Data Ingestion: A Brief History of the First Mile Problem
Have you purchased a book from Amazon? Do you use Google Maps to get from one location to another? Have you seen "Ted Lasso" on Apple TV? Ever uploaded a file to Box? Or take Lyft to get around town?
A product is only as good as the user data it collects. From navigation software to smart cars, and virtual assistants to robotic vacuums, we generate a ton of useful data that goes into improving almost every product we use today.
It seems that every time we do something, even a seemingly banal activity like watching a cat video on YouTube or purchasing a new book on Amazon, our data gets collected and improves future processes. As a result, companies recognize the importance of having a streamlined data ingestion processes to deliver successful business outcomes.
But how does all that data gets collected and ingested? For the sake of this article, let’s walk through a brief history of data ingestion solutions over the last decade.
2010 to 2015: The advent of cloud computing and growth of ETL solutions
The 2010s saw an explosion of new cloud and SaaS solutions as companies started moving workloads off premises and cloud giants emerged.
The big three biggest cloud providers were all underway by 2010. Amazon Web Services (AWS) rolled out in 2006, followed by Google's App Engine in 2008 and Microsoft's Azure Cloud Services in 2010. Their primary focus was on offering a web application hosting platform on which to create apps.
And cloud adoption took off. According to Gartner, global spending on public cloud is expected to end at $600 billion in 2023—almost eight times higher where it began the decade at $77 billion. With software-as-a-service (SaaS) comprising over 30% of revenue, the total market will reach $208 billion in 2023.

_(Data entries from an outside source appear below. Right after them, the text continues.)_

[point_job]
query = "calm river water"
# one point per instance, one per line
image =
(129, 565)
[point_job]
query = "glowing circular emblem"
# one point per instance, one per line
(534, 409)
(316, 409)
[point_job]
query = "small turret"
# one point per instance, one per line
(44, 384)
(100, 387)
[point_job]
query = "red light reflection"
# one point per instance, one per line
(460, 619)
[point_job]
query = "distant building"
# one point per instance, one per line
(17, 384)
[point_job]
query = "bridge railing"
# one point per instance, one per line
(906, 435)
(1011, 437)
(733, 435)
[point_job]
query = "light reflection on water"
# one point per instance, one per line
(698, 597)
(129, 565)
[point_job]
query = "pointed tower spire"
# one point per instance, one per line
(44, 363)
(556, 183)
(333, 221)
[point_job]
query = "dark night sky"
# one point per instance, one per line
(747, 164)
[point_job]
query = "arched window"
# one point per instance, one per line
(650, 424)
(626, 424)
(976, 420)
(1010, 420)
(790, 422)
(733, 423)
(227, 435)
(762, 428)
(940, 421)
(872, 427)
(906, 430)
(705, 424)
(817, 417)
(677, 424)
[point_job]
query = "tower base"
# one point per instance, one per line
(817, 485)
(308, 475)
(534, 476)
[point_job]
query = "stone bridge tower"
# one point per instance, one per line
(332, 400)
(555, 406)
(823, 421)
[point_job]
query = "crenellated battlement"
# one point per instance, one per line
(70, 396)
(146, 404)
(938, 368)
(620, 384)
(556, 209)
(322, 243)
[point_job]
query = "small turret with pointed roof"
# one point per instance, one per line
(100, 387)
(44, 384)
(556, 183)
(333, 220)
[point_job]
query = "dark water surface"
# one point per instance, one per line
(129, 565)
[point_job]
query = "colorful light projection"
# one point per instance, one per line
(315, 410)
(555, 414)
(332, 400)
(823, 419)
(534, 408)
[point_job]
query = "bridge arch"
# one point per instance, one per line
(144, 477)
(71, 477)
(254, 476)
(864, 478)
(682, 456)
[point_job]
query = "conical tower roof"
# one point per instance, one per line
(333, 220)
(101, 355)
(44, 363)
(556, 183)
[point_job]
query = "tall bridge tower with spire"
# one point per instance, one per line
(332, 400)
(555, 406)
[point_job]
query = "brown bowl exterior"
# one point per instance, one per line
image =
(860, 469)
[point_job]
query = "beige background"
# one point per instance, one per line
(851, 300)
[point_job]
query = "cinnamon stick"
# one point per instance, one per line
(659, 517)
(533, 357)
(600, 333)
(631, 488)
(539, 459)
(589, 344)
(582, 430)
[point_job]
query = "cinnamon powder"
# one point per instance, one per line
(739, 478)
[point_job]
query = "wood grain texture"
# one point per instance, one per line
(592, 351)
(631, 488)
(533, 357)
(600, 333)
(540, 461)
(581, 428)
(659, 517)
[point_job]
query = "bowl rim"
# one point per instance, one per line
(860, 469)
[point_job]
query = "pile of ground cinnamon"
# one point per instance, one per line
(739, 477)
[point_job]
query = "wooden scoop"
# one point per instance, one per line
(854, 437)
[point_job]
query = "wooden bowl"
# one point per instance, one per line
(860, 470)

Companies like Netflix, Dropbox, or Uber all exist because of the Cloud. Cloud native services provide businesses with near-instant access to services that would have taken months to develop on premise. The number of cloud tools went through the roof as thousands of new SaaS, gaming, and tech companies were born in the Cloud.
Engineering teams needed a way to combine all these new cloud-based data sources like ads, ERP, CRM, and payment to help calculate their cost of acquisition. With the shift away from on-premise, the adoption of ETL (extract-transform-load) solutions accelerated, as building and maintaining data pipelines in-house began to make less and less sense.
This new paradigm gave businesses deeper insight into their legacy data, enabled visualization on top of a unified view, and enabled the rise of the data analyst, who enjoyed this new playground of sanitized data.
Advantages of ETL
There are many use cases for ETL in modern applications where security, customization, and data quality are priorities.
ETL is ideal for applications where anonymization and security are key. Organizations in the healthcare, government, and finance industries all benefit since they’re subject to compliance regulations, like HIPAA or GDPR.
When destinations like databases require data to align to a specific schema, ETL is a good fit. That’s because prior to loading, transformations clean and align the incoming data by ironing out the wrinkles brought on by incompatibility.
Additionally, ETL is great for operationalizing transformed data (aka Reverse ETL). For example, pushing data to your BI tools for analysis, building ML algorithms, and sending data to SaaS systems like Salesforce.
The Drawbacks OF ETL
However, there are some drawbacks to ETL. It’s inherently customizable resulting in more control over data quality, but at the expense of time and effort. It can take months to put into place. There’s also overhead cost required for a dedicated engineering team to oversee maintenance and keep up with changing requirements.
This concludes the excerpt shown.